Here is a little information about us from Wikipedia.com:

Newport News is an independent city in Virginia. It is on the southwestern end of the Virginia Peninsula, on the north shore of the James River extending to its mouth at Hampton Roads.

The origin of the unusual name of "Newport News" is unclear. Some locals believe it gained its name as the geographic point at which "news" reached shore of Captain Christopher Newport's long delayed arrival after his ill-fated Third Supply mission in May 1610. Perhaps originally the name signaled hope that Jamestown would survive and the "Starving Time" was over. In reality, Captain Newport's arrival proved remarkable in two ways: 1) with him was colonist John Rolfe, with a new form of tobacco to try to export for the as-yet unprofitable Virginia Colony, and 2) proved to be a stop-gap for the colonists, postponing the abandonment of Jamestown long enough so that the eventual attempt to abandon Jamestown encountered the supply mission of Thomas West, 3rd Baron De La Warr, which brought a new form of leadership as well. West and Rolfe together held the keys to the Virginia Colony's survival.



It is more probable that the original name was "New Port Newce", named for a person with the name Newce and the town's place as a new seaport. The first English settlement on the site of Newport News which was made in 1621 in Elizabeth Cittie (sic) by planters brought from Ireland by Daniel Gookin, who selected the site on the advice of Sir William Newce and his brother Captain Thomas Newce. On the edge of Elizabeth City County, it was earliest an unincorporated town without formal boundaries in Warwick County for over 250 years. Some early maps show it as Newport News Point.

Beginning in 1881, 15 years of explosive development began under Collis P. Huntington, who built a new railroad, coal piers, and a large shipyard. In 1896, Newport News, which had been the county seat of Warwick County, became a separate city from the county.

In 1900, 19,635 people lived in Newport News, Virginia; in 1910, 20,205; in 1920, 35,596; and in 1940, 37,067. However, the city consolidated with the former Warwick County by mutual consent in 1958, becoming Virginia's third largest in city population. As of the 2000 census, the city population was 180,150. A more recent 2006 estimate indicates the city's population has declined to 178,281 [1]. It is Virginia's fifth largest city.

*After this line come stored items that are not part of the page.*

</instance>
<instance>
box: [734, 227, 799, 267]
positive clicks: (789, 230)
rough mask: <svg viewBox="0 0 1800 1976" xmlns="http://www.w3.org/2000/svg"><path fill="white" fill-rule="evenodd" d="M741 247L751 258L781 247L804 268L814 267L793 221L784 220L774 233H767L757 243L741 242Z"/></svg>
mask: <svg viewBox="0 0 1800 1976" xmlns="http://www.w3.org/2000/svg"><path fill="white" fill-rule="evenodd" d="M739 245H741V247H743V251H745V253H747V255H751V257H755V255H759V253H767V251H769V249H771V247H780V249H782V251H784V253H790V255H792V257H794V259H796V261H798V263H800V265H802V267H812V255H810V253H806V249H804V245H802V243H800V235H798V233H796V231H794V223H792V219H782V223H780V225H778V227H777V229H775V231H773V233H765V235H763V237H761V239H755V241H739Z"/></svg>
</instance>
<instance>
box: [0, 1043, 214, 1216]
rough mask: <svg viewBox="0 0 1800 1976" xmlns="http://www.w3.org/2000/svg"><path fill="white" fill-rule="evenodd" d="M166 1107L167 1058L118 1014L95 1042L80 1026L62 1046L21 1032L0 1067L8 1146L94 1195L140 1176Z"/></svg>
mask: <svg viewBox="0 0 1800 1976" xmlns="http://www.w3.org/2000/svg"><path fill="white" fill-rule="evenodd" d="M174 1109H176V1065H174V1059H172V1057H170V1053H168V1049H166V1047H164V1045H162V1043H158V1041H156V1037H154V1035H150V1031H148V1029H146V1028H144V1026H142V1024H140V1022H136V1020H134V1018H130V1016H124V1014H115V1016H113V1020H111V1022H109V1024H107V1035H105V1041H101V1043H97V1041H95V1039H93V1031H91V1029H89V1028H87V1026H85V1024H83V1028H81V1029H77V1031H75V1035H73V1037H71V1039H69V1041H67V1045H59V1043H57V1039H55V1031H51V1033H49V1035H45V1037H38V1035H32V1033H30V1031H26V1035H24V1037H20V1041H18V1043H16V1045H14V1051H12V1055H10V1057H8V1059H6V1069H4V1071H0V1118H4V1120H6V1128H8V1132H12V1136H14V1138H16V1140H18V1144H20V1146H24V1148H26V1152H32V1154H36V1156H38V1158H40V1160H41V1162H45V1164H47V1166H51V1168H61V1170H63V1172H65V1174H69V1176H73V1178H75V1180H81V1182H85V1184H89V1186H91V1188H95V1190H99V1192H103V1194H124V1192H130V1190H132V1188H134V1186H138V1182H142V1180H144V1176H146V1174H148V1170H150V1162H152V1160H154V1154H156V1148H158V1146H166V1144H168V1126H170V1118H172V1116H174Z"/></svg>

Among the city's major industries are Newport News Shipbuilding and Drydock Company, owned by Northrop Grumman[2], and the large coal piers supplied by railroad giant CSX Transportation. Miles of the waterfront can be seen by automobiles crossing the James River Bridge and Monitor-Merrimac Memorial Bridge-Tunnel. Recovered artifacts from the USS Monitor are displayed at the Mariners' Museum, and American Civil War battle sites near historic Lee Hall and several plantations have been protected along the roads leading to Yorktown and Williamsburg of the Historic Triangle.